The lack of any significant difference in the incidence of postoperative haematomas between consultant and consultant-supervised CEAs, as well as the observation that other complications are not affected by this intervention, suggests that wound pressure has reduced haematoma rates independently of a learning curve effect. However, this study cannot account for the individual experience of the registrar or the level of consultant supervision in each case. The application of wound pressure was supervised by a single surgeon in each case in this study, but the effect of pressure may vary in other hands.

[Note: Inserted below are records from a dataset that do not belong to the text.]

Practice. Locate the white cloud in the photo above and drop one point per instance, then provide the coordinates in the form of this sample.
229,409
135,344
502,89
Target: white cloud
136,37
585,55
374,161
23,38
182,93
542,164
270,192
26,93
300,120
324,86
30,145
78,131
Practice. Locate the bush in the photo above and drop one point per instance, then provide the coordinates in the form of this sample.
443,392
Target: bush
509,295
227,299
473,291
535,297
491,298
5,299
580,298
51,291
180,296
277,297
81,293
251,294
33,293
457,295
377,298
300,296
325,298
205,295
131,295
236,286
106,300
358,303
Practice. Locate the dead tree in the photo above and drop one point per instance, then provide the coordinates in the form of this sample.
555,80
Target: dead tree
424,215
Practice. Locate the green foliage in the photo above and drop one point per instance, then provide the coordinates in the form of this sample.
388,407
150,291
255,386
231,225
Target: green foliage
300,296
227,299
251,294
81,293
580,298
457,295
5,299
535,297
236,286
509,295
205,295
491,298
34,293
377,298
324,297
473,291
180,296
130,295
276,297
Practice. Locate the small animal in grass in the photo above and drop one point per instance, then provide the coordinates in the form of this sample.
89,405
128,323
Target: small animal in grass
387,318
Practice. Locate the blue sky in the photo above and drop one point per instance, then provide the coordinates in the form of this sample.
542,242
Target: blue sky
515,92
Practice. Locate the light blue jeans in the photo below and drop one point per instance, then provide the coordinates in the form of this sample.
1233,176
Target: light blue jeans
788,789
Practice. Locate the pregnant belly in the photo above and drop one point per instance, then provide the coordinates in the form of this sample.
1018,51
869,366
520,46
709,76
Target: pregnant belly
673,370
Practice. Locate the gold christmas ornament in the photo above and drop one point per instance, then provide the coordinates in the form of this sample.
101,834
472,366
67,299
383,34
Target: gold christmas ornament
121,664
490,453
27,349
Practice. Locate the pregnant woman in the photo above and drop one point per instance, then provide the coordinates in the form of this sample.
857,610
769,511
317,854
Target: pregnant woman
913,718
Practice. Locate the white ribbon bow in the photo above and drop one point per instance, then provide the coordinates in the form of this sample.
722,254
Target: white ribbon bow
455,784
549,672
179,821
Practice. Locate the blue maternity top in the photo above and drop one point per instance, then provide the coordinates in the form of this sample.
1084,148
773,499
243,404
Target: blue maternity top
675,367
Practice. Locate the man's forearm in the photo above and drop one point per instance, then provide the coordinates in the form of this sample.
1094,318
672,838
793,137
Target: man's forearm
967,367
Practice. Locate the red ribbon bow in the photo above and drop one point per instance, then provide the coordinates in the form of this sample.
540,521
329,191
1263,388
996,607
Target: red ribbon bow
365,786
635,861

Where previous studies have looked for associations between perioperative antiplatelets, heparin reversal agents and haematoma formation, in this study we standardised the medical therapy to study the effects of pressure alone. All patients received a standard single antiplatelet and venous thromboembolism prophylaxis regimen. Although the historical control group is a potential limitation of this study, we believe the standardisation of surgical technique and perioperative medication allows the benefit of wound pressure to be studied independently of other factors affecting bleeding risk.

Conclusion

The use of direct pressure following CEA in the immediate postoperative period has been shown to significantly reduce the incidence of postoperative haematomas. In this study, the introduction of this simple technique at one centre has changed a common and dangerous complication into a rare one. This technique requires patience from the operating surgeon but should reduce returns to theatre, wound infections and improve patient satisfaction with carotid surgery. Further study might help understand which patients are most at risk of this complication.